"A community and its newspaper are each both plagued and blessed by the human condition, by the shortcomings and successes of their members. Only when those are revealed can they be overcome or celebrated. That's part of the newspaper's mission, and that may be the only way today's product resembles the one at which I began in the early '70s," Nelson said.
"For the most part, however, we still use the same words and write about the same topics. There is just more work and fewer people to do it. One day consumers of news will again accept that you get what you pay for, but that will first require those who hire journalists to accept the same thing. Good journalism is costly in a variety of ways. It often will offend friends, alienate acquaintances and anger customers. But when it works, you hope it makes a difference. Sometimes, you get a hint that it has, like I did in a letter I received many years ago after a particularly costly story."
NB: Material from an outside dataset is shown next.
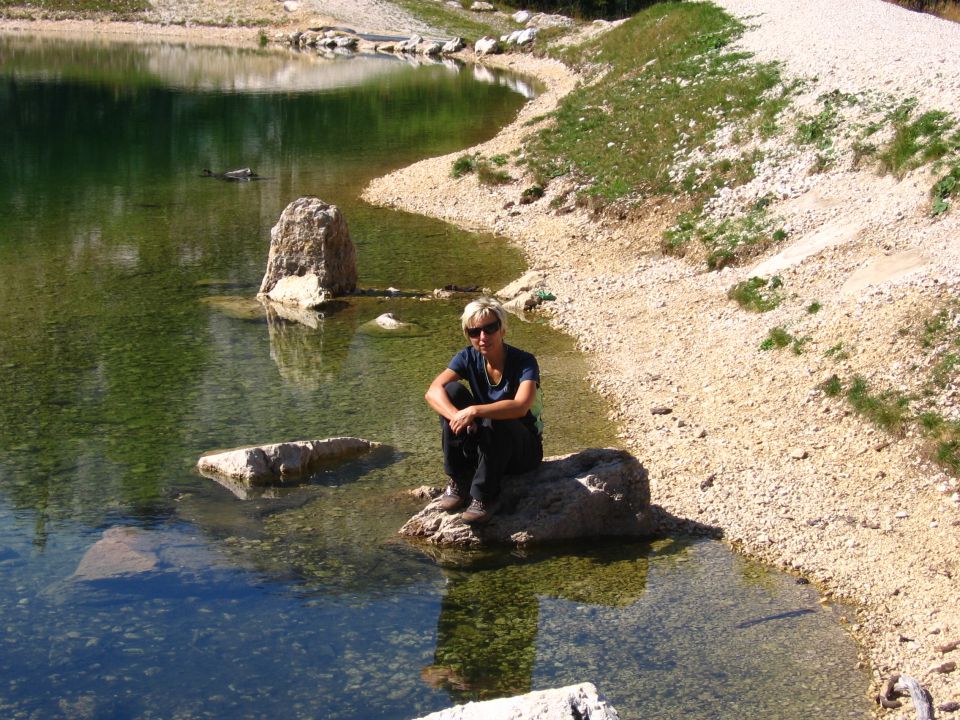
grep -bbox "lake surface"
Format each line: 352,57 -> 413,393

Nelson then read from a letter from a reader who was horrified that his weekly newspaper would print a story with the awful details of the sex-abuse charges against a leading local citizen:
I am going to call them right now and cancel my subscription … tell them off and do everything I can to put them out of business. But, first I read it all. Oh, please Lord, I don't know about this. What do I feel? … Suddenly, it was like a great burden lifted, I was able to really face the truth for the first time. ... Nothing is ever exactly what it seems. Life is not black and white. It has many colors. I already had learned at great cost that having too much faith and trust in someone can be a great mistake… So, with all that said … I knew today would not be a good day at your newspaper … I appreciate your intentions … I feel so much better about myself and I can handle the answers that I must give to my family, my children and grandchildren, friends and political allies … Keep up the good work. You are what newspapers should be about. Facts, with a heart."Nelson is executive editor of Advocate Communications, which owns dailies in Danville and Winchester and weeklies in Nicholasville and Stanford, and is a subsidiary of Schurz Communications. He was editor and co-owner of a weekly in Somerset after working at a weekly in Irvine, all in Kentucky. His induction citation called him "a leader for openness in government and quality in journalism" and noted his work as a leader of the Kentucky Press Association president on the state's first open-records audit and efforts to open juvenile courts.
Others joining the Hall of Fame were Akron Beacon Journal sportswriter Marla Ridenour, Bill Goodman of Kentucky Educational Television, retired news director Dan Modlin of Western Kentucky University's WKYU-FM, and the late Ralph W. Gabbard of Lexington's WKYT-TV and founder of Hazard's WYMT-TV, which might not be thought of as a community-journalism outlet, but in fact has created a greater sense of regional community among the topgraphically isolated and politically fractious communities of southeastern Kentucky.